Figure 5. Effect of TCF-1 overexpression on proliferation and long-term cytotoxicity of CD19.CAR-T cells in the co-culture assay. (A) Representative dot plots of CD19.CAR-T cell and DT.CAR-T cell proliferation and tumor lysis stimulated by Nalm6 cells after 9 days and 15 days with E: T 1:1, respectively. (B) Statistical analysis of Nalm6 cell lysis from day1 to day 21 with E: T 1:1. Darker color (blue) indicates a better tumor lysis, while brighter color (white) indicates a worse tumor lysis. (C) Statistical analysis of CD19.CAR-T cell and DT19.CAR-T cell proliferation from day1 to day 21 with E: T 1:1. Darker color (orange) indicates a better cell expansion, while brighter color (white) indicates a worse cell expansion. (D) Dynamic changes of cell subsets during co-culture assay. Dynamic change of t-SNE plot of CAR⁺CD4⁺PD1^-Tim3^-Lag3^-, CAR^dimCD8⁺PD1^-Tim3^-Lag3^-, and CAR⁺CD8⁺PD1^-Tim3^-Lag3^- cell subsets at day1, day5, day9, and day15 (left panel). Statistical analysis of CAR⁺CD4⁺PD1^-Tim3^-Lag3^-, CAR^dimCD8⁺PD1^-Tim3^-Lag3^-, and CAR⁺CD8⁺PD1^-Tim3^-Lag3^- cell subsets from day1 to day12.

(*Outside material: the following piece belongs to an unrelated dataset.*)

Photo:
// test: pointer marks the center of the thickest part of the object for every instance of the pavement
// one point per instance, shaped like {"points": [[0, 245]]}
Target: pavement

The long-term anti-tumor activity of CAR-T cells was improved by overexpression of TCF-1, which was evidenced by different number of residual tumor cells upon repetitive tumor challenge (Figure 5B, left panel). In addition, we also found that TCF-1 overexpression could extend the proliferation of CAR-T cells (Figure 5B, right panel).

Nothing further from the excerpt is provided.